25 The plaintiff sought directions for the reasonable costs of photocopying to be allowed. This was sought because between



(Page 9)
    1 February 1997 and 30 June 1999 there was no provision in the scale for these costs to be recovered. Consideration was given to this issue in Stobbart v Mocnaj [1999] WASC 252 at [34]. It was pointed out, however, that within a few days of that decision, such an order was made in Murcia Holdings Pty Ltd and Ors v City of Nedlands and Ors [1999] WASC 270, although Stobbart v Mocnaj does not appear to have come under notice in that case. For the reasons given in Stobbart v Mocnaj I would not give such a direction in this case.

26 There is no need for me to consider the question of transcript as that is able to be dealt with by the taxing officer.

27 A "declaration" was sought for the defendants to pay interest on the plaintiff's costs, as allowed on taxation pursuant to this decision, from and including 28 September 1999 which is the date on which the main orders in the action were made and costs were reserved. It is not explained formally, or in any detail, why it has taken from 28 September 1999 until now to bring the matter of costs back before me, except that it is said in submission that there had been discussions about costs between the parties and for this purpose a draft bill was prepared and this took some time. While I accept it was clear, as at 28 September 1999, that the plaintiff should have an order for costs, none was made on that day and none has been sought until this application. I am not persuaded any such declaration should be made, even if it were open to make such an order which is a question I have not considered.

28 The plaintiff should have the costs of this application.




Orders

29 There will be orders as follows:


    1. The defendants should pay the plaintiff's costs of this action, including reserved costs, to be taxed if not agreed.

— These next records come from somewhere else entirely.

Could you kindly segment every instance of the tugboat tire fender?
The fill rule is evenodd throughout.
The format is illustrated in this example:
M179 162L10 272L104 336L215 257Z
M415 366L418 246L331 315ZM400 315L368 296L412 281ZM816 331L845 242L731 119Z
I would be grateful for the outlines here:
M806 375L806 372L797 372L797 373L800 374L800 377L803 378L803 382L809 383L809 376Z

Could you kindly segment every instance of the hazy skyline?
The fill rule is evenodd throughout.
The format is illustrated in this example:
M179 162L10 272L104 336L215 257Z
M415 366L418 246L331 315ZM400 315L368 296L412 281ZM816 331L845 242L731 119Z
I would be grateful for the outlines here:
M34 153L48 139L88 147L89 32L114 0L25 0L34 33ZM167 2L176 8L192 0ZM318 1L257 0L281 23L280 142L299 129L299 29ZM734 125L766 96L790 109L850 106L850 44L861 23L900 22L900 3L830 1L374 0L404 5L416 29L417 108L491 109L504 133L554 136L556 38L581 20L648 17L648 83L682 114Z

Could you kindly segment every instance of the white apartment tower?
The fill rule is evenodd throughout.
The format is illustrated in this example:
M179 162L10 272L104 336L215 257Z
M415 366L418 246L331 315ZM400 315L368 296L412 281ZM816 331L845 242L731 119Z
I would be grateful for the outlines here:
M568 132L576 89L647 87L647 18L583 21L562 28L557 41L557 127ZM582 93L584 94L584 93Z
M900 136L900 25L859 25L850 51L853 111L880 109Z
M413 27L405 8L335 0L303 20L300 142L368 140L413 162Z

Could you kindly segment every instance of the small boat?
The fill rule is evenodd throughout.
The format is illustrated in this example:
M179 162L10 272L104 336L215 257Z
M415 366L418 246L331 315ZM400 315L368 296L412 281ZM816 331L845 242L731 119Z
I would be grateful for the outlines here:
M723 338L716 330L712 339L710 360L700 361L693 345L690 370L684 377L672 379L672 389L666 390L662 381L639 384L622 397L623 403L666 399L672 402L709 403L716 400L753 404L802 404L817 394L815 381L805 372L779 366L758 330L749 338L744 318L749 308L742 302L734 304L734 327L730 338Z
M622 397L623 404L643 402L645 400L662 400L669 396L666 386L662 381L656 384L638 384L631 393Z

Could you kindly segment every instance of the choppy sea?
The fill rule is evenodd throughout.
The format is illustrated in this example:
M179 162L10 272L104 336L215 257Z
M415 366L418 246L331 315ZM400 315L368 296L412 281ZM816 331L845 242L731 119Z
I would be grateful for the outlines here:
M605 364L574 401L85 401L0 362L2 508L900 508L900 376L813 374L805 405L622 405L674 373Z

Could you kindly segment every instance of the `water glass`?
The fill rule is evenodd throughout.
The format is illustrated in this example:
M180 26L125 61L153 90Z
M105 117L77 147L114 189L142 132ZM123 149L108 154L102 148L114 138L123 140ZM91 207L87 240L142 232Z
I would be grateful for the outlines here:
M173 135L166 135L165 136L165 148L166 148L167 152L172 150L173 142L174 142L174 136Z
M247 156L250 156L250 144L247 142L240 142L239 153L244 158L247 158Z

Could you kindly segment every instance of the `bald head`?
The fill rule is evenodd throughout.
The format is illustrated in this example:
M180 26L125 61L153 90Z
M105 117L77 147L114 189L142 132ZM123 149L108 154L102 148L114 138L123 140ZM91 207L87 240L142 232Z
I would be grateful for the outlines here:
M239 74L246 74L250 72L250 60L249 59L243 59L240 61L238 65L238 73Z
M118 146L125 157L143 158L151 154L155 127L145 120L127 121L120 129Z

    2. The plaintiff's costs should be taxed without regard to the scale limits for items 6(d), 13, 14(a), (c), (e), (g) (with respect to the attendance on 29 September 1999), 15(b) and 24(with respect to the Directions hearing on 12 February 1999).

    3. There be a certificate for interrogatories.



(Page 10)
    4. Reasonable allowance should be made on taxation for the cost of the plaintiff's travel, accommodation during the main trial, and vehicle hire expenses for one day.

    5. The defendant should pay the plaintiff's costs of this application to be taxed if not agreed.